Gertrud Kolmar (1894-1943)
La nomade
Tous les trains envoient leur vapeur dans mes mains
Tous les grands ports balancent leurs navires vers moi,
Toutes les routes s’élançant dans le terrain
Prennent congé d’ici car à l’autre bout
Pour les saluer joyeusement, je me tiens en souriant.

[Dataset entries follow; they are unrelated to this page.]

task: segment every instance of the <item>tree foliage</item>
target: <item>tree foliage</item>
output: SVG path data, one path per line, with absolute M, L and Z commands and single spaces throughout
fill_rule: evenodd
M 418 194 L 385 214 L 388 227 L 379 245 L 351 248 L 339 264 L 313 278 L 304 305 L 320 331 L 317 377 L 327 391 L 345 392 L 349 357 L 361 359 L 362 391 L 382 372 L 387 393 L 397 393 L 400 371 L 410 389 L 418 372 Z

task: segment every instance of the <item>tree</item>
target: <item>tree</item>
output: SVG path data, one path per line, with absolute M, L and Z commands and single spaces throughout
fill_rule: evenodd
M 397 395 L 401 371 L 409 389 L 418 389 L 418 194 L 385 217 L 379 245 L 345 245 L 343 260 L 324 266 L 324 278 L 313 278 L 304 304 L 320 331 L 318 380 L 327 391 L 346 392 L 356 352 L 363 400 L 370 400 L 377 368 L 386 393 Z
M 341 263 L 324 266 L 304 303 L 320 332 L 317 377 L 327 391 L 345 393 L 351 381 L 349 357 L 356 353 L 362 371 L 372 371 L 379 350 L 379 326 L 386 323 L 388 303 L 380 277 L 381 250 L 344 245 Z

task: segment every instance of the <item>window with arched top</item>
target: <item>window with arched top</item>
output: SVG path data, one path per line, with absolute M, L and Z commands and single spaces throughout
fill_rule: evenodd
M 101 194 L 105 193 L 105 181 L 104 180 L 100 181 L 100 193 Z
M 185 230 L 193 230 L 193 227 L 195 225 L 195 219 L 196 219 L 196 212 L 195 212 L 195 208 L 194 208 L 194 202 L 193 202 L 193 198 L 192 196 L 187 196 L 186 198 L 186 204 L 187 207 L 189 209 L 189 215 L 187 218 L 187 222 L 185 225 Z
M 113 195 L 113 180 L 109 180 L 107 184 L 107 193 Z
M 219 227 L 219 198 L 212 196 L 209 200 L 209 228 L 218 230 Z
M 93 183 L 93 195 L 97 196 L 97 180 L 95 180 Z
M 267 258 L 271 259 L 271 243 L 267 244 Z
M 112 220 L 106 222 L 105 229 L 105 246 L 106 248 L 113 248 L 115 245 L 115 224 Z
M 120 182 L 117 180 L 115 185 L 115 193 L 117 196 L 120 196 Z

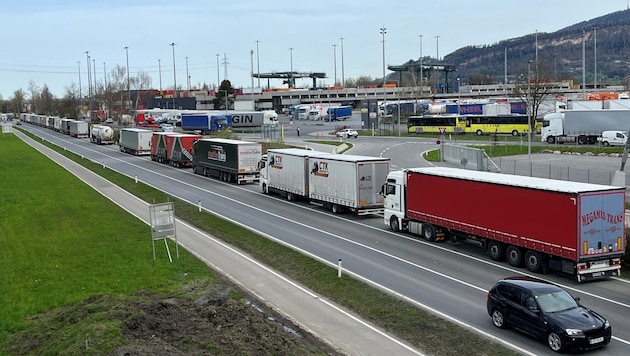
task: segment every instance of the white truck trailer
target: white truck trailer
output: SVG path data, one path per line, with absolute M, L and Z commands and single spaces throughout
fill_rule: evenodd
M 604 131 L 630 128 L 630 110 L 567 110 L 543 118 L 542 142 L 597 143 Z
M 151 154 L 151 137 L 153 131 L 137 128 L 124 128 L 120 130 L 118 145 L 121 152 L 136 156 Z
M 289 201 L 305 199 L 333 213 L 382 213 L 389 158 L 271 149 L 260 161 L 260 187 Z

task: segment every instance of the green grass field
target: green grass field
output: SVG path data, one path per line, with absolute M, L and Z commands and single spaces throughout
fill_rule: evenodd
M 92 295 L 168 292 L 215 278 L 185 251 L 169 263 L 162 246 L 153 261 L 146 224 L 17 137 L 0 136 L 0 149 L 0 343 L 26 318 Z

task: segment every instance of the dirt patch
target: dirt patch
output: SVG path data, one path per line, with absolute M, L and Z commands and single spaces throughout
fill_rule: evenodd
M 341 355 L 227 282 L 195 286 L 194 291 L 180 294 L 95 295 L 33 317 L 33 325 L 13 335 L 5 351 L 40 354 L 64 350 L 68 354 L 121 356 Z M 115 325 L 116 331 L 108 332 L 109 325 Z M 77 328 L 80 331 L 74 332 Z M 77 340 L 68 340 L 69 335 L 77 335 Z

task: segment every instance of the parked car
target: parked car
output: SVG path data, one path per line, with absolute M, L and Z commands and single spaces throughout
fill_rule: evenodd
M 357 132 L 357 130 L 353 130 L 353 129 L 341 129 L 339 131 L 337 131 L 335 133 L 335 137 L 353 137 L 353 138 L 357 138 L 359 137 L 359 133 Z
M 106 124 L 113 124 L 114 123 L 114 119 L 112 119 L 111 117 L 108 117 L 107 120 L 105 120 Z
M 162 129 L 162 131 L 164 132 L 173 132 L 175 127 L 173 127 L 173 125 L 171 124 L 160 124 L 160 129 Z
M 512 327 L 546 340 L 556 352 L 610 343 L 606 318 L 579 304 L 566 290 L 542 280 L 510 277 L 488 292 L 488 314 L 497 328 Z

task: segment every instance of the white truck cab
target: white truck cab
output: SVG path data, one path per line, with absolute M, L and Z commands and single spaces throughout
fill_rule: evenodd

Si j’étais capable de saisir un bout de la toile du monde
Je trouverais les trois autres, les nouerais en baluchon,
Les accrocherais à mon bâton et le mettrais sur l’épaule,
A l’intérieur la boule terrestre avec des joues rouges
Avec des pépins bruns et le parfum de pommes Calville.

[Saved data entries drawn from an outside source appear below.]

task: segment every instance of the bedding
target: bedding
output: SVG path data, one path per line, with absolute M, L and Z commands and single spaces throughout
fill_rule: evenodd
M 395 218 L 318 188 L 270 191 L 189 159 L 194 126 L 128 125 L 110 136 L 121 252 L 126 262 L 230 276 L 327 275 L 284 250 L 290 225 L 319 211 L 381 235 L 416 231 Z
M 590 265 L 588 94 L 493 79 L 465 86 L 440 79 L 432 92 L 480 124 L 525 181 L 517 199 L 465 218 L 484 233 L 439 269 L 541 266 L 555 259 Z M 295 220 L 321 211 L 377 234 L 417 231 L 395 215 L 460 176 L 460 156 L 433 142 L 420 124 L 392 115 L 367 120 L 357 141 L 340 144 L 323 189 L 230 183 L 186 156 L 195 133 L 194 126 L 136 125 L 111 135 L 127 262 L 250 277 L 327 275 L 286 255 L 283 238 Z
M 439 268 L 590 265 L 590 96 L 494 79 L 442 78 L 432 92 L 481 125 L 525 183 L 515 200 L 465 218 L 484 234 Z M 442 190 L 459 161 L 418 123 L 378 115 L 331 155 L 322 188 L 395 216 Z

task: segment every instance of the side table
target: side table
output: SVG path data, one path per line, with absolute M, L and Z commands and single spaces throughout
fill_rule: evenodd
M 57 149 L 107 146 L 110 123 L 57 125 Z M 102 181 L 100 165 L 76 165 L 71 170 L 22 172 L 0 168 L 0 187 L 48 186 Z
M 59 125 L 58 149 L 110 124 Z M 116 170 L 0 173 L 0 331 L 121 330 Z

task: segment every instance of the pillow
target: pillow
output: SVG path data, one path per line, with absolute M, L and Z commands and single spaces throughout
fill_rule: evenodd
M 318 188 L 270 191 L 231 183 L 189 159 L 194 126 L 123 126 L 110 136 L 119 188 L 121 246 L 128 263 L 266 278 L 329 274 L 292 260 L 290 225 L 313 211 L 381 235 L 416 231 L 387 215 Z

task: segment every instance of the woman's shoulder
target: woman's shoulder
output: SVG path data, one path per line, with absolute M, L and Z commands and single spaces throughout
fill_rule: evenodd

Au loin de lourdes grilles de bronze épèlent avec un bruit de crécelle mon nom,
Une maison bossue, sur le qui-vive, espionne mes pas,
Des images perdues retournent dans leurs cadres ;
La nostalgie de l’aveugle et les désirs des paralysés
Mon gobelet de voyage les puise, assoiffée je les bois.
Je laboure des lacs profonds luttant de mes bras nus,
J’attire le ciel dans mes yeux brillants.
Un beau jour, temps sera venu de m’arrêter devant le panneau indicateur
De faire le compte des faibles provisions, de rentrer en hésitant
Pour devenir rien d’autre que le sable
Dans les chaussures de ceux qui vont venir.